A empresária Leila Pereira mal tinha conseguido dormir quando atendeu a reportagem do Estadão na manhã da última quarta-feira. Poucas horas antes, o Palmeiras havia conseguido a classificação para a final da Copa Libertadores e a adrenalina ainda estava alta. Conselheira e presidente da Crefisa, principal patrocinadora do clube, ela misturava a euforia com a ansiedade do que está por vir neste ano.

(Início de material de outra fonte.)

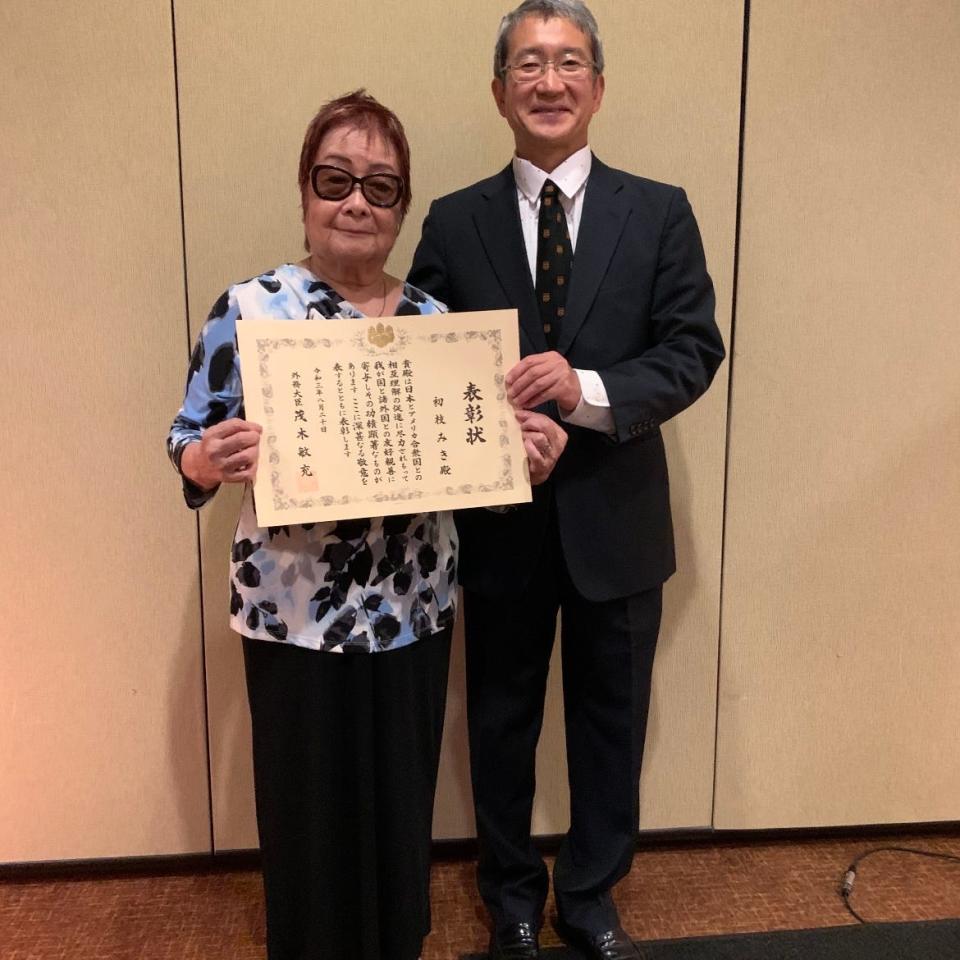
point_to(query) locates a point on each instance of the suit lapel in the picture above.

Em fevereiro, ela se candidata novamente ao cargo de membro do Conselho Deliberativo. Se conseguir a reeleição, poderá se candidatar à presidência do clube no final do ano. A possibilidade de concorrer existe, embora Leila evite comentar. “Hoje eu não posso ser candidata”, disse. Pouco antes disso, no fim de janeiro, o clube disputa a final da Libertadores, um título considerado obsessão pela diretoria e torcida.
Durante quase uma hora de conversa com a reportagem, Leila comentou sobre o ciclo vitorioso do Palmeiras e comparou o período atual à era da cogestão com a Parmalat (de 1992 a 2000). A empresária que investe por ano mais de R$ 80 milhões no clube em patrocínio master explicou também a situação da dívida na qual o clube tem de devolver à Crefisa o aporte feito nas contratações de reforços. Segundo o último balanço do Palmeiras, publicado em abril de 2020, o valor era de R$ 170 milhões. Confira alguns trechos da entrevista:
A Crefisa se tornou patrocinadora do Palmeiras em 2015. Como gostaria que essa parceria seja lembrada no futuro?

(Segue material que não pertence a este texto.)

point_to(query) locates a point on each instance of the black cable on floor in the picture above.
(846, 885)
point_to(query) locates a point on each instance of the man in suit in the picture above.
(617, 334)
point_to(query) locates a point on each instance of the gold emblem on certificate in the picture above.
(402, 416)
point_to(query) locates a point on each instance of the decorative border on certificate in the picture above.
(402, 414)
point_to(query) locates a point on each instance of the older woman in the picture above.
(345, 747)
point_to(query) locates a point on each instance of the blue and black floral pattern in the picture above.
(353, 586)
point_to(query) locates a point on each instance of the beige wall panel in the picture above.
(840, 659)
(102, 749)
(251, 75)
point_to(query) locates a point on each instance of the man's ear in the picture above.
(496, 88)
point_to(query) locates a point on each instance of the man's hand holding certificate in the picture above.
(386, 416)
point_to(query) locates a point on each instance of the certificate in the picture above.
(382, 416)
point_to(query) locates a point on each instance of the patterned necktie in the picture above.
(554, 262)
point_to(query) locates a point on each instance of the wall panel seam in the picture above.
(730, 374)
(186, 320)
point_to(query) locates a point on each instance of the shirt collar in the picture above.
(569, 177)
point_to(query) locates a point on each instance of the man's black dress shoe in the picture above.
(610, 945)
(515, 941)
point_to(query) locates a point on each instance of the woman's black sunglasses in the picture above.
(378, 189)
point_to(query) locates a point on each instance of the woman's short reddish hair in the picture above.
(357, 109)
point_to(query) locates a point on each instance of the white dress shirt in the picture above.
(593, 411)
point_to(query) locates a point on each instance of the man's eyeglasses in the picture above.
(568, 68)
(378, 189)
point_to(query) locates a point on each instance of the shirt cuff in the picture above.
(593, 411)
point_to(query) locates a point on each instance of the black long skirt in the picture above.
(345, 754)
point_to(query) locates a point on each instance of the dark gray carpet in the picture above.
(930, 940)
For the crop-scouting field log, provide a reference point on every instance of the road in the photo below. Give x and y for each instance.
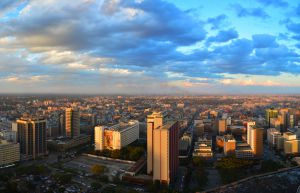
(214, 179)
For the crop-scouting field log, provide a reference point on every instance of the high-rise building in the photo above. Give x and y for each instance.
(271, 113)
(61, 124)
(273, 137)
(117, 136)
(229, 145)
(222, 126)
(154, 121)
(291, 144)
(165, 152)
(256, 141)
(249, 124)
(32, 136)
(72, 122)
(9, 152)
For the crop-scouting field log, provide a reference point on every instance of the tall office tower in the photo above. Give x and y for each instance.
(99, 138)
(249, 125)
(72, 122)
(165, 152)
(116, 136)
(222, 126)
(283, 119)
(154, 121)
(271, 113)
(61, 124)
(32, 136)
(256, 141)
(290, 120)
(229, 145)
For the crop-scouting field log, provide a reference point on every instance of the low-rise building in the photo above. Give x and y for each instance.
(64, 144)
(203, 148)
(243, 151)
(274, 138)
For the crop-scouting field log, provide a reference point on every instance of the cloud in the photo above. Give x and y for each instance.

Luto para daqui a 50 anos as pessoas se lembrem da Crefisa como se lembram da era fabulosa da Parmalat. Acho lindo essa comparação. A era Parmalat foi vitoriosa. Gostaria que a Crefisa fosse lembrada pelos títulos e por ter à frente uma mulher que lutou com unhas e dentes pelas vitórias do clube. Quero que esse período fique imortalizado e que minha pessoa também fique marcada. A Libertadores é uma obsessão e é o que falta para o clube consolidar uma nova era. Se Deus quiser, dia 30 vamos fazer a história do clube cada vez mais brilhante. Nós já ajudamos o Palmeiras a ganhar a Copa do Brasil, o Campeonato Paulista e dois Campeonatos Brasileiros.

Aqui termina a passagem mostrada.